Shi Xiaocheng, Lim Cheng-Chew, Shi Peng, Xu Shengyuan
IEEE Trans Neural Netw Learn Syst. 2018 Nov;29(11):5200-5213. doi: 10.1109/TNNLS.2018.2793968. Epub 2018 Feb 6.
This paper focuses on the problem of adaptive output-constrained neural tracking control for uncertain nonstrict-feedback systems in the presence of unknown symmetric output dead zone and input saturation. A Nussbaum-type function-based dead-zone model is introduced such that the dynamic surface control approach can be used for controller design. The variable separation technique is employed to decompose the unknown function of entire states in each subsystem into a series of smooth functions. Radial basis function neural networks are utilized to approximate the unknown black-box functions derived from Young's inequality. With the help of auxiliary first-order filters, the dimensions of neural network input are reduced in each recursive design. A main advantage of the proposed method is that for an -order nonlinear system, only one adaptation parameter needs to be tuned online.

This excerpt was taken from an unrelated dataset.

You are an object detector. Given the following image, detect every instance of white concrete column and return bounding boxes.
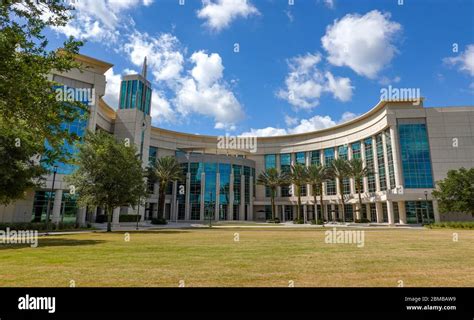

It is rigorously shown that the proposed output-constrained controller guarantees that all the closed-loop signals are semiglobal uniformly ultimately bounded and the tracking error never violates the output constraint.
本文聚焦于存在未知对称输出死区和输入饱和情况下,不确定非严格反馈系统的自适应输出约束神经跟踪控制问题。引入了基于努斯鲍姆型函数的死区模型,以便将动态表面控制方法用于控制器设计。采用变量分离技术将每个子系统中整个状态的未知函数分解为一系列光滑函数。利用径向基函数神经网络逼近由杨氏不等式导出的未知黑箱函数。借助辅助一阶滤波器,在每次递归设计中降低神经网络输入的维数。所提方法的一个主要优点是,对于一个(n)阶非线性系统,只需在线调整一个自适应参数。严格证明了所提输出约束控制器保证所有闭环信号半全局一致最终有界,且跟踪误差从不违反输出约束。